Listen To Mom: Wash Those Hands
For U.S. Marines based in the Afghan desert, one of the secrets of waging war in this harsh climate is a lesson most learned from their mothers.
Wash your hands.
The failure of the Soviets to follow that most basic rule of hygiene helps explain why they lost their war in Afghanistan, according to a U.S. military report.
The report says that of 620,000 Soviets who served in Afghanistan, an astounding 75.76 percent were hospitalized, most of them - 88.56 percent - not from war wounds, but from diseases often prevented by basic hygiene.
"It was due to the nonexistence of hygiene facilities," U.S. Navy flight surgeon Cmdr. Steven, of Portland, Ore., said Monday. (Military rules prohibit publication of the last names of most troops based at this desert airfield.) "No one ever washed their hands."
Nearly nine in 10 of the Soviet troops hospitalized were not wounded in battle but struck down by disease, especially hepatitis and typhoid.
"We learned a lot," Steve said. "It was devastating for them."
The report says that at any one time during the Soviet Union's decade-long occupation of Afghanistan in the 1980s, more than a quarter of its troops were incapacitated by illness.
Staying clean is a struggle, with no running water, and sand everywhere - a dust storm blew across the base Monday. Until Saturday, there were not even latrines.
And yet eight days after Marines arrived in Afghanistan, "we have had zero hygiene-related illnesses," the surgeon said.
All over the camp and even out on the forward lines, troops routinely strip to the waist in the warm sun and clean themselves as best they can, with bottled water, soap and a towel. Marines must shave daily, though they are allowed to grow a mustache in the field.
The Marines are eating MREs, or meals ready-to-eat, and each has to prepare his own, using a water-activated heating element.
Menus include chicken with pasta, beef frankfurters or Mexican rice, accompanied by crackers and peanut butter or chocolate brownies and sweets. The MRE comes with only one plastic spoon so clean hands are important.
"We all emphasize to the Marines: Wash your hands, wash your hands, wash your hands," said Capt. Patricia, 26, a Marine Corps engineer originally from Sayre, Pa., Part of her job is to design and build sanitation facilities, including latrines.
"Whenever we set them up, I work closely with medical," said Patricia, one of the few women on the base taken over by the Marines just over a week ago.
At the medical center for the forward operating base - a few desert-brown tents and part of a building - doctors talked about the report on Soviet hygiene the health teams had studied before coming to Afghanistan.
The report, published in 1995, is called "Medical Support in a Counter Guerrilla War: Lessons learned in the Soviet Afghan War." The war ended in 1991 with a humiliating retreat after a 10-year campaign.

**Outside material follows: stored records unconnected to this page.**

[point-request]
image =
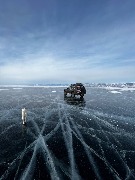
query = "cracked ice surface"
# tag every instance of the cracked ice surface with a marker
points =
(69, 138)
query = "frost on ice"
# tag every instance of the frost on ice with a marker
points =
(67, 139)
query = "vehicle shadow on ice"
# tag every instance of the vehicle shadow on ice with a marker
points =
(77, 101)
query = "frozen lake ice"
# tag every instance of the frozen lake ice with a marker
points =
(67, 138)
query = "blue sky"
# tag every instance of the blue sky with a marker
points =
(59, 41)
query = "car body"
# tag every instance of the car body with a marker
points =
(75, 89)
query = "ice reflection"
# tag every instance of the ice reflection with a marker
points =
(61, 142)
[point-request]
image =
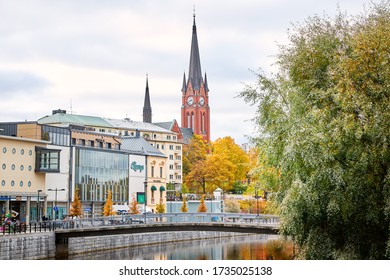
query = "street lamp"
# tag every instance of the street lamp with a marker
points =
(55, 201)
(257, 201)
(145, 190)
(38, 218)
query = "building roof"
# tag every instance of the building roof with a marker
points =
(63, 119)
(165, 125)
(138, 145)
(67, 119)
(133, 125)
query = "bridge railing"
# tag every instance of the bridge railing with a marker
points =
(129, 219)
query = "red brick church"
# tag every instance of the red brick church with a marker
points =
(195, 109)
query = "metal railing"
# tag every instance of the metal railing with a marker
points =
(129, 219)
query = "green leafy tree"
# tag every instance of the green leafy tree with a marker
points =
(108, 208)
(76, 209)
(325, 121)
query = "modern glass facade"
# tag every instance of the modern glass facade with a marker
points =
(97, 172)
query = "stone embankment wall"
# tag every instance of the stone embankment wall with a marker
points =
(90, 244)
(42, 245)
(32, 246)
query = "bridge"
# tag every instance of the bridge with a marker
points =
(133, 224)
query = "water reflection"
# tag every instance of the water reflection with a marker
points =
(254, 247)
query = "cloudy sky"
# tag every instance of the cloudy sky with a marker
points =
(91, 57)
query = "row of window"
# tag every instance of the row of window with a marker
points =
(21, 183)
(171, 157)
(13, 167)
(171, 147)
(94, 144)
(172, 177)
(22, 151)
(178, 167)
(132, 133)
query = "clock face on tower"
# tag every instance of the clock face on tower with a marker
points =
(190, 100)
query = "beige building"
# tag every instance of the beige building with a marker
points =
(24, 164)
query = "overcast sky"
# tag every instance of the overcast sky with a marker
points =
(91, 57)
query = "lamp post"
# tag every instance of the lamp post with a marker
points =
(257, 202)
(38, 218)
(145, 189)
(55, 201)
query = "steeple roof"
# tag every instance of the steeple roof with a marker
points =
(195, 72)
(147, 111)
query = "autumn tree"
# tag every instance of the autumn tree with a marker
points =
(108, 208)
(133, 206)
(202, 205)
(324, 122)
(75, 208)
(233, 153)
(226, 164)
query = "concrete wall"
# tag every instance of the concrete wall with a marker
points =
(90, 244)
(27, 246)
(42, 245)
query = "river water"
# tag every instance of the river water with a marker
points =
(252, 247)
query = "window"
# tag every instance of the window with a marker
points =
(47, 160)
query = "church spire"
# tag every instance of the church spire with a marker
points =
(195, 72)
(147, 112)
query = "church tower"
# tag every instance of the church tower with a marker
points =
(195, 109)
(147, 111)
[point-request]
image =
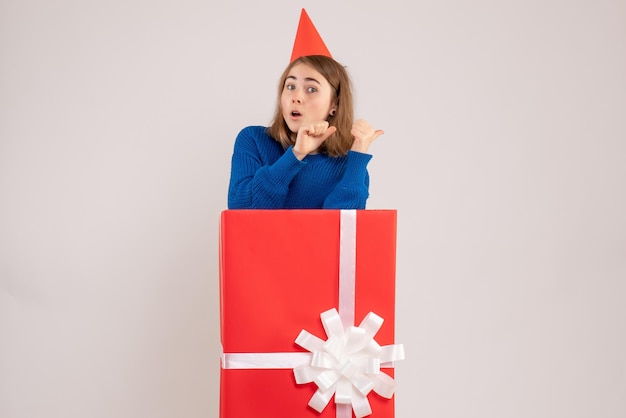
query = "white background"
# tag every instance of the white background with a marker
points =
(504, 153)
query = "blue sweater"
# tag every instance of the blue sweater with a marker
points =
(265, 176)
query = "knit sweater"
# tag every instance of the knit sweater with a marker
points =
(266, 176)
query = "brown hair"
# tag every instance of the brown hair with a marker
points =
(340, 142)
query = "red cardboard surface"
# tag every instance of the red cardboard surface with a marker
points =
(279, 269)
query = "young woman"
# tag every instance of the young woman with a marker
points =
(313, 155)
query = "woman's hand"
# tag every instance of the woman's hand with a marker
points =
(363, 135)
(310, 136)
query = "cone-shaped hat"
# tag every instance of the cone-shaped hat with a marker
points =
(308, 40)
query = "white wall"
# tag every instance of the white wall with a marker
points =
(504, 154)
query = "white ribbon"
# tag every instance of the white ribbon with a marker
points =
(346, 365)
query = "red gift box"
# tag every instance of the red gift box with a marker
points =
(279, 270)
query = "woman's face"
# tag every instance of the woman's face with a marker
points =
(306, 97)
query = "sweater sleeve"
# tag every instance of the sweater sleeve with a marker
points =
(352, 190)
(254, 183)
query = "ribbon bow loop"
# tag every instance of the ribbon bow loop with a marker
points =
(347, 364)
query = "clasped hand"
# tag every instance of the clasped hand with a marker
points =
(311, 135)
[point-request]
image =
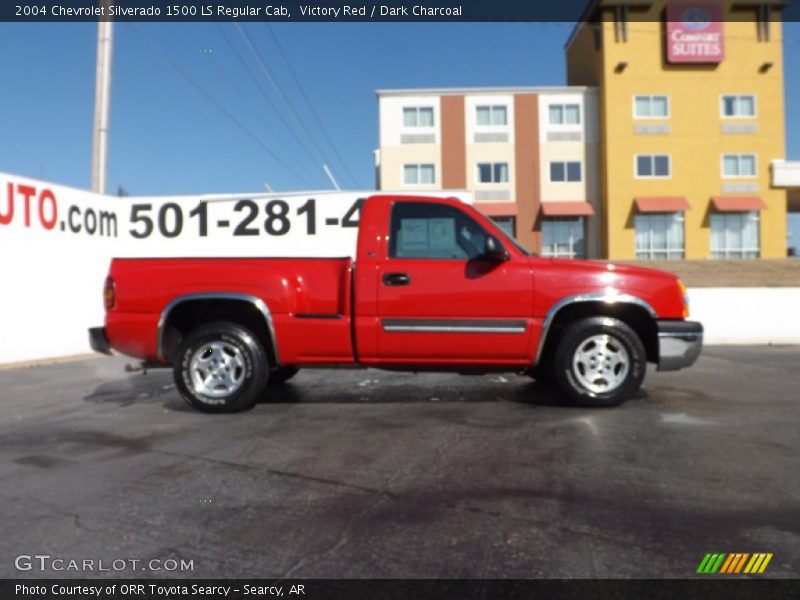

The report said Soviet troops suffered from poor pesonal hygiene, including cooks who helped spread disease by failing to wash their hands. There were no proper latrines, soldiers failed to wash themselves or change their clothes, and had poor food and little clean water.
That resulted in the spread of hepatitis, cholera, typhoid and other illnesses that could have been prevented.
The report says the Russian army has studied how the U.S. military kept its troops so healthy during the Gulf War in 1991.
The Marines will not say how many casualties they could cope with, but they have set up an operating room in a tent and have filled a warehouse with more than a dozen cots and stretchers.
Two more tents could accommodate more patients, though doctors say the aim would be to evacuate casualties to ships in the Arabian Sea or to another country. A heavy-lift CH53 Super Stallion helicopter is on constant standby for that contingency.
"We certainly can do more than what we expect for the missions out here," said Bruce, another of the doctors, who are all from the Navy as the Marine Corps has no medical personnel.
But doctors here hope for nothing to do: no illnesses, no wounds.
"Somebody said, before we left, 'May you have boredom,"' said another doctor, Lt. Cmdr. Tracy, 33 of Camden, N.J.